The Marine Corps are considering adding meditation classes as a preventative and therapeutic method for handling the rigors of combat, Patrick Hruby of The Washington Times reports.
"Mindfulness-based Mind Fitness Training" (M-Fit) started with a group of reserve Marines four years ago, and the results have been quite positive.
From The Washington Times:
A study of those Marines subsequently published in the research journal Emotions found that they slept better, had improved athletic performance and scored higher on emotional and cognitive evaluations than Marines who did not participate in the program, which centers on training the mind to focus on the current moment and to be aware of one’s physical state.
The study, started under the Defense Advanced Research Project Agency, was spurred by the writings of a former Army captain who was having difficulty coping with PTSD through the sole use of pharmaceuticals.
Mindfulness is the practice of bringing one's attention to present experience on a moment-by-moment basis.
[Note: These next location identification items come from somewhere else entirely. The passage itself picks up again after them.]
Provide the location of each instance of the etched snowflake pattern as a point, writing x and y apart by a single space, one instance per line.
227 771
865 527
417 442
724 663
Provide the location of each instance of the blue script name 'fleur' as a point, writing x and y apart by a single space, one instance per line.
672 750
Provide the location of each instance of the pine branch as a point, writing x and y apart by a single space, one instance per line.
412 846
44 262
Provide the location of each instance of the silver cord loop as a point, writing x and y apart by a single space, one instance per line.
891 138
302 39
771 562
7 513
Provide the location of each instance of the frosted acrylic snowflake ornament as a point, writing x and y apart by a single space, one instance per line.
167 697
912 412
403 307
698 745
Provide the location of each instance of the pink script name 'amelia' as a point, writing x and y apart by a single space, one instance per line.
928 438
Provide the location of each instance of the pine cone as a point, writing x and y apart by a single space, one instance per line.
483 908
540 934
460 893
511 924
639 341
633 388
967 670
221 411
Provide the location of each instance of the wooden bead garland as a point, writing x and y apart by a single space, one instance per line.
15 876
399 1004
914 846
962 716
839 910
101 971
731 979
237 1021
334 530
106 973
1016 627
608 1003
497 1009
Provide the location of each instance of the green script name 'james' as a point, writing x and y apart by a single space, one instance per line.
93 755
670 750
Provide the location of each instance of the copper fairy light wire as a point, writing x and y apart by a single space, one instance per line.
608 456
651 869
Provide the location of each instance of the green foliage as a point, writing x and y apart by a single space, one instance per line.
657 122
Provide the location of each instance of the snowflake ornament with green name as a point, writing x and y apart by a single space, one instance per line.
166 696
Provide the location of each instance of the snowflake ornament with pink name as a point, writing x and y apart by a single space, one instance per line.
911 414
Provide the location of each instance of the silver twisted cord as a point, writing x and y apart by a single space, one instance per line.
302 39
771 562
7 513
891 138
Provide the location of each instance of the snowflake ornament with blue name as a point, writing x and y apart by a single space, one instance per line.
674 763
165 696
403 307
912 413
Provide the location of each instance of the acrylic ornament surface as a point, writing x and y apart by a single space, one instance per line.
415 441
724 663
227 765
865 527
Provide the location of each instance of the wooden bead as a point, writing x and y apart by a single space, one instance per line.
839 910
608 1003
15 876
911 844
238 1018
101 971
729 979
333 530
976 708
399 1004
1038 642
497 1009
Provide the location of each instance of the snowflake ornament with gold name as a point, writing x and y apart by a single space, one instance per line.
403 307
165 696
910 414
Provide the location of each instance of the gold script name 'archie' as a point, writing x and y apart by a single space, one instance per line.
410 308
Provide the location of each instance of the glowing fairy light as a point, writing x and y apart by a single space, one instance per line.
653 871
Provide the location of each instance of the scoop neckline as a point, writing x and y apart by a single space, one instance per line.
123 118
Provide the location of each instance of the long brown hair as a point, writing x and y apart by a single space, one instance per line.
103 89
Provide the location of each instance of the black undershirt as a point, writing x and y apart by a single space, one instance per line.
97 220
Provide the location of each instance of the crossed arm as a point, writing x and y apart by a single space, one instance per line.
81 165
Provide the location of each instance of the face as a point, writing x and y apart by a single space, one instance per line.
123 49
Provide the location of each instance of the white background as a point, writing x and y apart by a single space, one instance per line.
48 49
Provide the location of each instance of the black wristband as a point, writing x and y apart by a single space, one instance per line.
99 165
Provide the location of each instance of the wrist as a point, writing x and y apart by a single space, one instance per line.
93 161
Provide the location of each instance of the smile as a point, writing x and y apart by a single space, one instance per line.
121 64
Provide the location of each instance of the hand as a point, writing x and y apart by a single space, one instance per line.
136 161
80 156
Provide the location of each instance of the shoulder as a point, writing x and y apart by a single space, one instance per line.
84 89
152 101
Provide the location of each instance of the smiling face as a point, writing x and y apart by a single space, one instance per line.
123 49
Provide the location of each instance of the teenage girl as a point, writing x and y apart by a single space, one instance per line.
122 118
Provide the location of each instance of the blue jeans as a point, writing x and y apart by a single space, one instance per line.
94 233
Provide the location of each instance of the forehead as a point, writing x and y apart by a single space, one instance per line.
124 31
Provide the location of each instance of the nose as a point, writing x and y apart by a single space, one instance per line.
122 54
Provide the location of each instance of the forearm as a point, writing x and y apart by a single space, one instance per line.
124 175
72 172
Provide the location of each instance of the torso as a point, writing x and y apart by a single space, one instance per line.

Awareness is cultivated by focusing on a point of concentration – most commonly the breath – and sustaining it with a non-judgmental mind.
Initially there were were problems with teaching Marines to meditate — chiefly, that their primary occupation is to kill.
“The concerns coming from the mindfulness side were, ‘If you teach them these skills, and they become more open people, will it undermine their ability to armor up psychologically? A few people even wondered if I was trying to make, quote, ‘better baby-killers,’” said former Army Captain Elizabeth Stanley.
But the Mind Fitness Training Institute describes the primary benefit of Marine mindfulness as "a 'mental armor' which both increases warriors’ operational effectiveness and enhances their capacity to bounce back from stressful experience."